As part of its crackdown on abusive tax shelters, the Internal Revenue Service (IRS) has announced it will be making more requests for tax accrual workpapers. These requests may also extend to other financial audit workpapers that relate to the reserve for deferred tax liabilities and footnotes about contingent tax liabilities. Under powers given the Service in 1984, the IRS can request and, if necessary, summon these workpapers, but until now it has used the power only in what it calls "unusual circumstances."

A change in policy announced on June 17, 2002 warns taxpayers that the circumstances will now be considered sufficiently unusual if the taxpayer uses a tax shelter the IRS considers abusive. Under the new policy, the IRS will invoke its power to summon the workpapers as follows:


  • For returns filed prior to July 1, 2002, the IRS will regularly request the tax accrual workpapers, if the taxpayer did not make the required disclosure of the abusive transactions.

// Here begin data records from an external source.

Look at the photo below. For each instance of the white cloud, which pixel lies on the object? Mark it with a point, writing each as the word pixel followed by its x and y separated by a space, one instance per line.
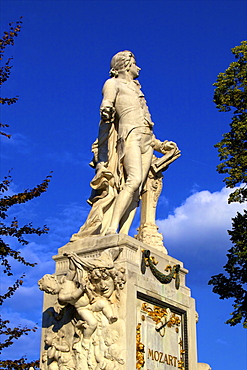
pixel 196 232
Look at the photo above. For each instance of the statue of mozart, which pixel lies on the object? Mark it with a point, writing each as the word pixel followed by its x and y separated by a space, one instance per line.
pixel 123 152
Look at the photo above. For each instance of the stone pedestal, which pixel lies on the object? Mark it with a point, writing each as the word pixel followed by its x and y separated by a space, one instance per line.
pixel 154 325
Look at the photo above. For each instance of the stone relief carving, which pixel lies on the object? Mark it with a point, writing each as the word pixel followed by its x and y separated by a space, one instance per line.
pixel 149 261
pixel 126 169
pixel 85 329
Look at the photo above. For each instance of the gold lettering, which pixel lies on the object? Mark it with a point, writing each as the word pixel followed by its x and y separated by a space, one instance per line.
pixel 166 360
pixel 161 355
pixel 170 359
pixel 175 361
pixel 150 353
pixel 156 355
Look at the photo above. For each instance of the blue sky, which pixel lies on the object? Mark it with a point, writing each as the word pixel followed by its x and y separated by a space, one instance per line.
pixel 61 60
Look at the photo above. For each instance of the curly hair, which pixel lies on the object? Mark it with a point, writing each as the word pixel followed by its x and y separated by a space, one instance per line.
pixel 120 62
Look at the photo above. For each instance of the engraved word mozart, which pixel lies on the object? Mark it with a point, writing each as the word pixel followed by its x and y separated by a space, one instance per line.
pixel 162 357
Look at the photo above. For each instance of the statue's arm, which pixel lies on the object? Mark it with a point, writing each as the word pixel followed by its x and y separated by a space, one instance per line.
pixel 107 110
pixel 163 146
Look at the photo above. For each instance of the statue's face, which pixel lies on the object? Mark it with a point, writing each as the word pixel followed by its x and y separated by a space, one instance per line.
pixel 134 69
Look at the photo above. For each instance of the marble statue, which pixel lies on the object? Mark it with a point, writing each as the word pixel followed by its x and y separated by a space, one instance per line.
pixel 123 152
pixel 84 336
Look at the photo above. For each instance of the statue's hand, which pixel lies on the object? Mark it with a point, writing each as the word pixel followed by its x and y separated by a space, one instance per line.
pixel 107 114
pixel 166 146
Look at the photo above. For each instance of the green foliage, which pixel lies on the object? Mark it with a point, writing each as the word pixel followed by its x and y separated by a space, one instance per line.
pixel 234 285
pixel 10 230
pixel 231 93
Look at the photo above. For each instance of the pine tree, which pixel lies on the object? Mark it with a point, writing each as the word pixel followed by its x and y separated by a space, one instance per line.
pixel 12 229
pixel 231 94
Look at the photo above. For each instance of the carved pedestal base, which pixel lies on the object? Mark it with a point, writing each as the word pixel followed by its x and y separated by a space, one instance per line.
pixel 115 303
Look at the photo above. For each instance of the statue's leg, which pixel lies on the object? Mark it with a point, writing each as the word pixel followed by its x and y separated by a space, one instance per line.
pixel 129 215
pixel 132 163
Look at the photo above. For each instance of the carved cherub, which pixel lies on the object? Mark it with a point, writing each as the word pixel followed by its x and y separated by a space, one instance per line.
pixel 58 353
pixel 78 294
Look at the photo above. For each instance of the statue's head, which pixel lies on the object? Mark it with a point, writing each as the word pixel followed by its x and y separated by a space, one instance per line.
pixel 105 281
pixel 122 62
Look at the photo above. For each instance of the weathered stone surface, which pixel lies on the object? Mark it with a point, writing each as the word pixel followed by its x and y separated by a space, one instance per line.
pixel 103 332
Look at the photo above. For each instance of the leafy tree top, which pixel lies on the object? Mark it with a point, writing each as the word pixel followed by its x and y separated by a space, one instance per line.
pixel 231 94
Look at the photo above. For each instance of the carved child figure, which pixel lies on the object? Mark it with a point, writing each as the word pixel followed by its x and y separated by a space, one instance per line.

  • For returns filed on or after July 1, 2002, the IRS will use several factors, including whether or not the abusive transaction was disclosed, to make decisions as to: (1) whether the request will be routine or discretionary, and (2) whether it will be limited to the abusive transaction, rather than all the workpapers. The factors include whether the transaction is a listed transaction, whether there are multiple investments in listed transactions, and whether there are reported financial accounting irregularities, such as those requiring restatement of earnings.

IRS Chief Counsel B. John Williams explained, "This new policy encourages taxpayers to avoid overly aggressive transactions. It brings a new vitality to our self-assessment system and changes the risk calculus to make investing in overly aggressive transactions a very costly proposition."

Observers have suggested that the change in policy increases the risk to the company because the workpapers, which are generally prepared jointly by the company and its accountants, can provide the IRS with a convenient guide to the company's more aggressive tax positions.

Additional details will be available in Internal Revenue Bulletin 2002-27 dated July 8, 2002.